Silver’s fortunes are once again tethered to gold’s meteoric rise, and HSBC believes the next few years could see the white metal riding that momentum to multi-year highs. In its latest market outlook, the bank lifted its silver price forecasts from 2025 to 2027, citing gold’s continued strength and silver’s historical tendency to follow in its slipstream.
Gold has been the undisputed star of the commodities market in 2025, climbing nearly 30% since January. The surge reached a fever pitch in April, when escalating tensions from a full-blown global trade war sent investors stampeding toward safe-haven assets. The result was a record-setting $3,500 per ounce, the highest nominal gold price ever recorded. Silver, often viewed as the more affordable precious metal, wasted no time in following suit. In fact, its rally outpaced gold’s percentage gains at several points this year, with a particularly dramatic spike in June that propelled it to levels last seen in 2011.
Gold’s “Gravitational Pull” on Silver
HSBC analysts say silver’s latest rally is less about industrial fundamentals and more about gravitational economics. When gold surges, silver tends to be pulled higher by investor sentiment, historical correlation, and the allure of being a cheaper way to gain exposure to precious metals. That gravitational effect was on full display this year, amplified by speculative buying and portfolio diversification strategies.

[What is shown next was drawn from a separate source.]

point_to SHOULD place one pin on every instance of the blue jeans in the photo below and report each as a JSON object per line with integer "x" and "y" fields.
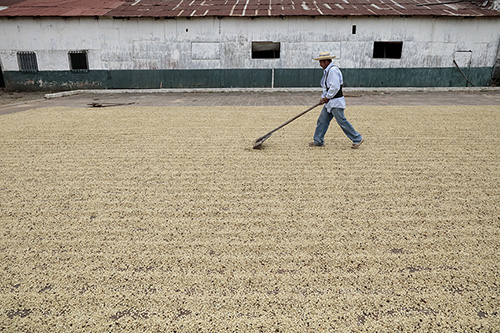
{"x": 324, "y": 121}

The bank notes that while gold’s price movement is often driven by macroeconomic and geopolitical risk factors, silver’s performance becomes more volatile, sometimes swinging harder in percentage terms. The June rally, HSBC says, was a textbook case of silver’s high-beta relationship with gold, driven more by gold’s safe-haven momentum than by direct demand shifts in silver’s own market.